Em Pernambuco, os três pré-candidatos ao governo do estado — Ivan Moraes (Psol), João Campos (PSB) e a governadora Raquel Lyra (PSD) — são favoráveis à redução da escala e da jornada de trabalho. Mas quem vota são os deputados federais. Entre os 25 representantes de Pernambuco na Câmara, 15 se posicionaram a favor da mudança na lei, enquanto nove se mostraram contrários à redução da jornada e um ainda não deu declarações públicas sobre o tema. Veja abaixo as posições públicas dos representantes pernambucanos na Câmara.
A votação desta segunda-feira se dá no âmbito da “comissão especial sobre o fim da Escala 6×1 e Vida digna ao trabalhador”, grupo que conta com 39 deputados titulares — entre eles, o pernambucano Túlio Gadelha (PSD). Entre os suplentes estão Felipe Carreras (PSB), Fernando Bezerra Coelho Filho (União Brasil), também representantes de Pernambuco em Brasília.
A Proposta de Emenda Constitucional (PEC) que será votada é a junção de duas PECs anteriores: a de nº 221/2019, de autoria do deputado Reginaldo Lopes (PT de Minas Gerais), que reduzia a jornada máxima para 36 horas gradualmente, ao longo de 10 anos, com compensação para empresários; e a PEC nº 8/2025, de autoria da deputada Érika Hilton (Psol de São Paulo), também estabelecendo o teto em 36 horas semanais, mas divididas em até 4 dias (escala 4×3), mantendo possibilidades de negociação coletiva de trabalhadores (via sindicatos) e patrões.
A manifestação em Pernambuco é convocada pelas frentes de organizações da sociedade civil Povo Sem Medo e Frente Brasil Popular, pela Central Única dos Trabalhadores (CUT), o Movimento dos Trabalhadores Sem Teto (MTST), o Movimento Sem Terra (MST), a União dos Estudantes de Pernambuco (UEP), o Partido dos Trabalhadores (PT), o movimento Vida Além do Trabalho (VAT) e outras organizações populares do estado.

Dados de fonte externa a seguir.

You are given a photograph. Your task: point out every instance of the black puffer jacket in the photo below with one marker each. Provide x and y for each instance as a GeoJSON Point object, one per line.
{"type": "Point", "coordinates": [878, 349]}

Apesar de ser uma reivindicação antiga da classe trabalhadora organizada, vocalizada há décadas pelos sindicatos, o tema só entrou no debate público entre os trabalhadores mais precarizados após um balconista de farmácia chamado Rick Azevedo publicar uma série de vídeos nas redes sociais. Ao receber apoio de outros trabalhadores precarizados, Azevedo iniciou uma coleta de assinaturas online e uma campanha que se tornaria o movimento Vida Além do Trabalho (VAT). Após muita pressão da população, apoiada por setores da esquerda organizada, a deputada Erika Hilton (Psol-SP) transformou o clamor em PEC.
Entre os 213,5 milhões de habitantes do Brasil, 110 milhões (51,5% do total) estão em idade produtiva (de 15 a 60 anos). No primeiro trimestre de 2026, o país possuía 102 milhões de pessoas trabalhando (92,7% da população em idade produtiva), sendo 60 milhões no regime CLT (59% dos trabalhadores e 28% da população total). Entre esses trabalhadores de carteira assinada, cerca de 20 milhões (33% dos CLTs, 20% dos trabalhadores ativos e 9,4% da população) trabalham na escala 6×1.
Apesar da pressão popular, já que 71% dos brasileiros quer a redução da escala e jornada de trabalho, cinco deputados federais pernambucanos assinaram uma emenda ao projeto visando adiar por pelo menos 10 anos a redução da escala e, pior, permitir jornadas de até 52 horas semanais. Augusto Coutinho (Republicanos), Clarissa Tércio (PP), Coronel Meira (PL), Pastor Eurico (PSDB) e Fernando Bezerra Coelho Filho (União Brasil) apoiam a medida.